In my opinion, there is no comparison.  The pain of giving birth is so much easier.  In addition, at the end of it, you get your baby.  With Crohn's pain, at the end of it, you don't get anything but a little relief.  Also, with having a baby, you expect the pain, and you prepare for it, taking classes to learn breathing exercises, best positions and such.  And, at least for me, my husband was helping to keep my pain levels low by massaging me and such.

As for contractions vs. Crohn's pain, the contractions are sharp, but not like the Crohn's pain.  Think of the worst menstrual cramps.  That is what contractions are like.


----------



## Sybil Vane (Mar 17, 2012)

I went through labor without the drugs and I was fortunate that it only lasted 6 hours. It felt like I was being torn apart in the end (I had a big baby) but I would still go through labor over having another small bowel obstruction. Like Linda said, it's psychological. You get a baby and it's a wonderful, happy, although scary moment.
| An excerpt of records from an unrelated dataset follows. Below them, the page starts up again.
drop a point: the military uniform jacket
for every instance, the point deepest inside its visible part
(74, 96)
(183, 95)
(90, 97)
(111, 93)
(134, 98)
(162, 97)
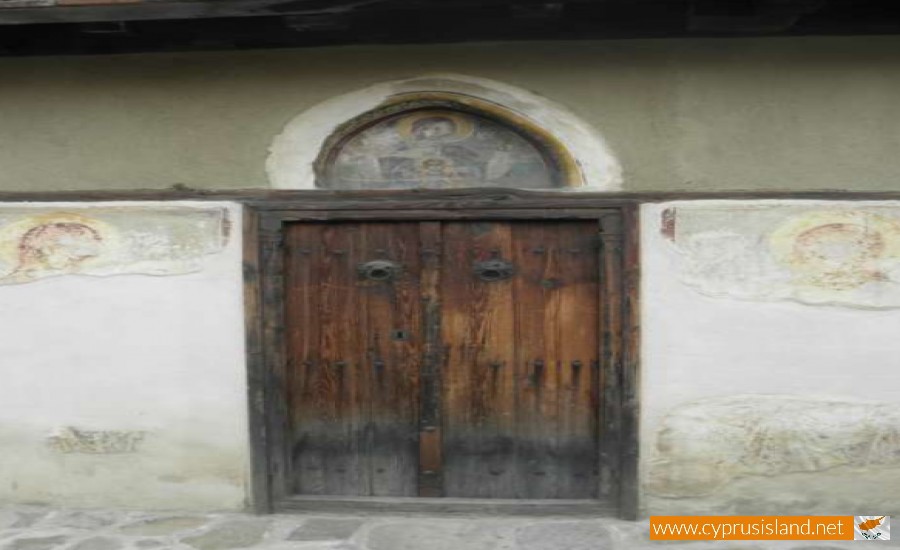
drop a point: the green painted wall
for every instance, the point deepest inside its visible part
(793, 113)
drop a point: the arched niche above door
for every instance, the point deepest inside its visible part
(442, 143)
(441, 132)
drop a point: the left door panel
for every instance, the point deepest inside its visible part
(354, 347)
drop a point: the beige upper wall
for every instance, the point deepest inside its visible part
(792, 113)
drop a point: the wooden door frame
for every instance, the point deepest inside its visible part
(264, 229)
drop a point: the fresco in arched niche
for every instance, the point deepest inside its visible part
(36, 243)
(438, 149)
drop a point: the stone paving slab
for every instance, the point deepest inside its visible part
(36, 528)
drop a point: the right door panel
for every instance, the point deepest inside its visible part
(519, 304)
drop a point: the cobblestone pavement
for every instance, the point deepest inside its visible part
(34, 528)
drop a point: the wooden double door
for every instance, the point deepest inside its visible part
(454, 359)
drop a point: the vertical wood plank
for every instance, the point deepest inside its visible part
(430, 422)
(610, 229)
(272, 258)
(538, 356)
(310, 391)
(257, 374)
(629, 505)
(391, 342)
(576, 327)
(479, 396)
Crohn's is just never-ending and downright depressing. (Not to be a Debbie Downer or anything!!)


----------



## NikiB (Mar 17, 2012)

I haven't given birth yet but I sure hope the pain isn't as intense as Crohn's pain. Linda is so right, at least with childbirth you get a sweet little prize at the end...Either way women are awesome!!!


----------



## flowergirl (Mar 17, 2012)

for sheer in the moment intensity, i'm going with childbirth. for long term, obviously, the crohn's. at least you get a baby out of the deal with childbirth.


----------



## Shirl (Mar 17, 2012)

No competition, Crohn's is definitely worse. There doesn't seem to be an end to the pain with Crohn's, but with childbirth you know the end is close and you get a gorgeous little bundle of joy afterwards. If you are fortunate enough to get a reprieve from the pain you're on edge waiting for it to return all the time, especially after eating


----------



## xX_LittleMissValentine_Xx (Mar 17, 2012)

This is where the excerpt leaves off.